International Literacy Association's Reading Today

Friday, January 24, 2014

Kirkus reviewed my book.  At first, I was upset about their comment regarding my Nana's accent.  But after reading the rest, I can't complain.  It is mostly a positive review.  I just wish I could tell them that my Nana did speak with a strong Italian accent.  I actually interviewed two friends from Italy before I wrote her dialogue, so it is authentic.  I guess they can't relate.  Oh, well.  I'm still so thrilled to have my very first book reviewed by Kirkus. 
18th Street, Brooklyn
Author: Maria LaPlaca Bohrer
Illustrator: Steve Johnson
Illustrator: Lou Fancher

Kirkus Reviews

Review Issue Date: February 1, 2014
Online Publish Date: January 22, 2014
Publisher:Blue Marlin
Pages: 32
Price ( Hardcover ): $17.95
Publication Date: February 10, 2014
ISBN ( Hardcover ): 978-0-9885295-2-6
Category: Picture Books

A richly sentimental picture of a Sunday gathering from the author’s youth.

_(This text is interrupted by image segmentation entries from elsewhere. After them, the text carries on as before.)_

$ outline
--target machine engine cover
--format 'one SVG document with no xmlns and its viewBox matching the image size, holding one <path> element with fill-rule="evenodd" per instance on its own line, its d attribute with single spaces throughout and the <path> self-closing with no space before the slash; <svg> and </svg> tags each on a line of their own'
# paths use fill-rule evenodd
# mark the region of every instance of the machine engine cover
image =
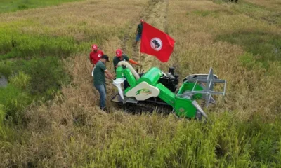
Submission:
<svg viewBox="0 0 281 168">
<path fill-rule="evenodd" d="M 126 93 L 126 97 L 133 97 L 137 100 L 146 100 L 152 97 L 157 97 L 160 90 L 147 82 L 142 82 Z"/>
</svg>

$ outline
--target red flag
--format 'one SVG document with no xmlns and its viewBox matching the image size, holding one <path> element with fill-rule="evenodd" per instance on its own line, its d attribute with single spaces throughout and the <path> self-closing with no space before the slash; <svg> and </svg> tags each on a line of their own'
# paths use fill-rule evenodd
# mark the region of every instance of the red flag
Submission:
<svg viewBox="0 0 281 168">
<path fill-rule="evenodd" d="M 143 22 L 140 41 L 140 52 L 155 56 L 166 62 L 174 50 L 175 41 L 159 29 Z"/>
</svg>

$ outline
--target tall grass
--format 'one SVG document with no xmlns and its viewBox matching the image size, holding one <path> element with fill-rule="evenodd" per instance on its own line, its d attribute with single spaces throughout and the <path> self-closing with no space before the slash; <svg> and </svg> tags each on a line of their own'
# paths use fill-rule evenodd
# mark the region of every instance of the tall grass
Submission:
<svg viewBox="0 0 281 168">
<path fill-rule="evenodd" d="M 15 12 L 20 10 L 45 7 L 48 6 L 58 6 L 63 3 L 77 1 L 81 0 L 2 0 L 0 2 L 0 13 Z"/>
</svg>

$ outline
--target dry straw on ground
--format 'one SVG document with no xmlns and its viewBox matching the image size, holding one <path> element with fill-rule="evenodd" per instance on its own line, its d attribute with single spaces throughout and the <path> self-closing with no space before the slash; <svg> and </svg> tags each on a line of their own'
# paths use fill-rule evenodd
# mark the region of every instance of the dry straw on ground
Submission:
<svg viewBox="0 0 281 168">
<path fill-rule="evenodd" d="M 266 1 L 254 1 L 254 3 L 256 1 L 262 5 Z M 218 15 L 216 15 L 217 18 L 211 15 L 198 15 L 197 13 L 202 10 Z M 243 48 L 217 41 L 216 37 L 240 30 L 261 30 L 275 34 L 280 34 L 281 31 L 277 26 L 269 25 L 243 13 L 235 13 L 231 6 L 226 7 L 211 1 L 86 1 L 1 14 L 0 18 L 0 22 L 5 23 L 31 22 L 32 24 L 21 27 L 23 33 L 70 36 L 81 42 L 96 34 L 100 48 L 110 55 L 111 60 L 115 50 L 122 48 L 134 59 L 140 61 L 145 70 L 158 66 L 166 71 L 169 66 L 174 66 L 181 78 L 184 78 L 191 74 L 208 73 L 211 66 L 221 78 L 228 80 L 228 85 L 225 99 L 218 97 L 218 104 L 207 109 L 209 113 L 219 116 L 222 112 L 228 111 L 235 115 L 235 118 L 244 120 L 251 118 L 254 113 L 273 119 L 280 111 L 279 86 L 281 83 L 276 80 L 281 78 L 280 64 L 272 62 L 267 71 L 260 66 L 247 69 L 239 62 L 239 57 L 244 53 Z M 140 18 L 167 31 L 176 40 L 169 62 L 161 64 L 155 57 L 148 55 L 140 58 L 139 53 L 133 50 L 134 32 Z M 107 114 L 100 111 L 98 107 L 99 95 L 93 87 L 88 60 L 89 50 L 87 49 L 83 53 L 74 54 L 63 60 L 65 70 L 72 78 L 71 85 L 63 86 L 62 94 L 49 104 L 27 109 L 27 128 L 15 136 L 22 137 L 22 140 L 11 141 L 0 149 L 0 162 L 4 167 L 26 167 L 28 164 L 37 164 L 32 165 L 41 167 L 136 166 L 130 164 L 130 160 L 126 158 L 139 164 L 144 163 L 143 166 L 164 166 L 165 158 L 174 157 L 174 160 L 177 160 L 177 152 L 183 150 L 177 147 L 182 143 L 181 139 L 193 136 L 188 134 L 188 136 L 184 136 L 185 135 L 179 134 L 187 131 L 185 129 L 188 127 L 198 132 L 197 136 L 188 136 L 188 142 L 199 145 L 201 141 L 192 140 L 198 138 L 206 141 L 206 146 L 209 148 L 202 148 L 201 150 L 206 149 L 204 152 L 207 153 L 209 149 L 213 155 L 208 156 L 209 160 L 204 160 L 205 156 L 198 157 L 198 163 L 192 164 L 193 162 L 190 161 L 190 165 L 216 162 L 213 152 L 216 145 L 211 144 L 212 141 L 216 141 L 216 136 L 218 136 L 219 131 L 214 133 L 216 135 L 214 137 L 209 134 L 209 137 L 206 138 L 200 134 L 201 123 L 196 121 L 179 120 L 172 115 L 162 117 L 125 113 L 110 102 L 110 97 L 116 92 L 110 80 L 107 81 L 107 104 L 114 113 Z M 112 62 L 107 66 L 113 71 Z M 226 122 L 215 125 L 214 127 L 222 127 L 226 132 L 228 129 Z M 173 141 L 177 138 L 180 139 L 178 141 Z M 211 141 L 207 141 L 208 138 Z M 162 148 L 162 146 L 178 150 L 169 153 L 168 149 Z M 148 151 L 153 153 L 150 150 L 154 147 L 156 148 L 154 148 L 155 157 L 162 160 L 159 162 L 155 161 L 153 162 L 153 158 L 145 158 L 150 156 Z M 182 148 L 188 150 L 187 146 Z M 195 150 L 190 149 L 190 155 L 197 151 L 196 146 L 191 148 Z M 116 154 L 116 150 L 123 152 Z M 198 153 L 205 153 L 201 150 Z M 237 155 L 241 151 L 238 150 Z M 126 155 L 126 153 L 131 155 Z M 143 159 L 142 162 L 139 162 L 138 157 Z M 191 156 L 190 158 L 192 160 Z M 120 162 L 112 161 L 115 159 Z M 173 165 L 176 167 L 176 164 Z"/>
</svg>

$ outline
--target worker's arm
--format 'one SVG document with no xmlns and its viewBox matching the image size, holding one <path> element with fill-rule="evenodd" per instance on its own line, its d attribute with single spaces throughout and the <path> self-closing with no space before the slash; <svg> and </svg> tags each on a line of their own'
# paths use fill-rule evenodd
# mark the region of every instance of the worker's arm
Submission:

In present tense, Sofia recalls sitting on the stoop with her six cousins listening to Uncle Frankie’s tale of the time he met Carl Furillo. As he regales the gathering, she’s repeatedly called away to fetch cheese and other ingredients from local shops for Nana’s meatballs. Though she uses effectively evocative names and cadences in speech, Bohrer gives Nana an accent that is overwrought to the point of parody: “Bella mia, go downa to D’Amico’s Bakerya, get two loaves o’ Italiano breada, fresh Italiano breada, make sure isa fresh. And, we needa some cannoli for desserta.” When everyone’s finally called in for dinner, Nana promises to save Sofia “braciole and a nicea sweet sozeecha” while Frankie stays outside to fill the little girl in on the parts of the story she missed. Johnson and Fancher incorporate glimpses of old news items and handwritten recipes into loosely brushed scenes of the stoop, neighborhood and an antique kitchen, but aside from Uncle Frankie’s plaid pants, the setting has a timeless quality. It is capped, as is only proper, with a mouthwatering meatball recipe.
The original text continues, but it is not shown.